GCC members export half of their fertilizer production abroad, and North America is their second biggest market after Asia with orders totalling 1.7 million tonnes a year.
Those trade flows could shift against the region's favour as North American competitors take advantage of cheap raw materials unlocked by fracking, said the Gulf Petrochemicals and Chemicals Association, an industry group based in Dubai.
"As the economy of the Middle East is so closely tied to the oil and gas industry, any global trends associated with it - be it here, or on the other side of the world - cannot be ignored," said Abdulwahab Al Sadoun, the secretary general of the group.
"With the rapid development of shale gas, it is vital that Middle East fertilizers evolve."
The latest warning shows how the effects of North America's shale boom, all but unforeseen five years ago, are trickling down to areas from gas exports to petrochemical developments to nuclear power plants.
As the unexpected availability of cheap fuel in the United States and Canada powers an industrial renaissance, it is also reshaping trade flows.

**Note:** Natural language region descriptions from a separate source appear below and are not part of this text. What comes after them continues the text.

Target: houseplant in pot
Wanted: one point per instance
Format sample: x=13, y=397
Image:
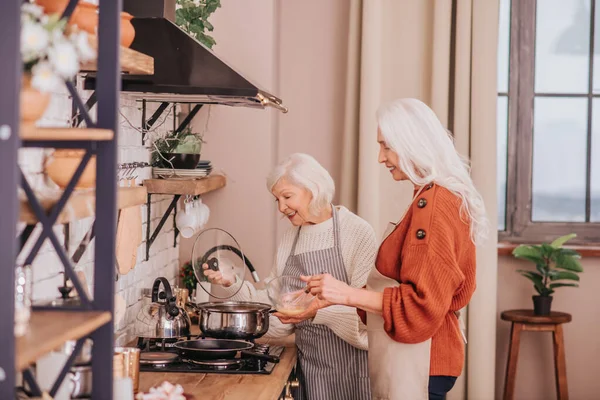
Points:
x=50, y=54
x=555, y=266
x=179, y=150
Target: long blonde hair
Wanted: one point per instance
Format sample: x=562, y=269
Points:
x=426, y=154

Gulf investors are putting money into downstream developments far from home, as Abu Dhabi's International Petroleum Investment Company has at Ontario's ageing petrochemical plants.

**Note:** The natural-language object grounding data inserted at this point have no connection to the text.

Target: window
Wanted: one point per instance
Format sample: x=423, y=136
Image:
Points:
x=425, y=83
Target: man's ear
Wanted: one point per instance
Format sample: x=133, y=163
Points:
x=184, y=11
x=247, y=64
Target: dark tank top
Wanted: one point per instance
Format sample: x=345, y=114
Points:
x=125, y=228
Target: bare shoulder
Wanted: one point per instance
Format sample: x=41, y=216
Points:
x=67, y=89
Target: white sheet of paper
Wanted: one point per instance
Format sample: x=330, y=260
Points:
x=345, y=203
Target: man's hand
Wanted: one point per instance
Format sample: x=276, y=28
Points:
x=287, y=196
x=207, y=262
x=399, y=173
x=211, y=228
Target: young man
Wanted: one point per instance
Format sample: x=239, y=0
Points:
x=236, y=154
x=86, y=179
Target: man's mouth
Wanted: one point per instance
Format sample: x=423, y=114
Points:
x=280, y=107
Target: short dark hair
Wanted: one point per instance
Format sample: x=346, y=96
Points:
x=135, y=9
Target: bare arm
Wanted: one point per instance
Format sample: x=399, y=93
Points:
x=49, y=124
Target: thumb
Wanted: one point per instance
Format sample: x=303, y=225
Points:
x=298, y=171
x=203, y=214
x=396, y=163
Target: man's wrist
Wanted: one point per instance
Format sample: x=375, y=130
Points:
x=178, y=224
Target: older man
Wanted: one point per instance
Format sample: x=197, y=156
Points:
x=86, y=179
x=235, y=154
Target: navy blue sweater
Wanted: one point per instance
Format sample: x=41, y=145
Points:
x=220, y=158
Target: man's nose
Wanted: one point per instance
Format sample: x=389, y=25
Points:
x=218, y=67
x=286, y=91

The US, long a net importer of gas, is converting LNG import terminals for export, and is soon to supply the UK's Centrica alongside Qatar.
Within two decades the US could overtake Saudi Arabia as the world's top oil producer, predicts the International Energy Agency.
"The North American shale gas revolution will give local chemical companies access to cheaper raw materials like nitrogen and sulphur - key components in fertilizers," Mr Sadoun said. "Fertilizer producers in the GCC may lose ground in an important export market if this happens."
For now the region is racing to increase production capacity.
New oil and gas supplies in the GCC last year fuelled an increase in the region's fertilizer production of 10 per cent, compared with worldwide growth of 2.2 per cent.
In three years, capacity is projected to grow to 50.4 million tonnes from today's 31.4 million.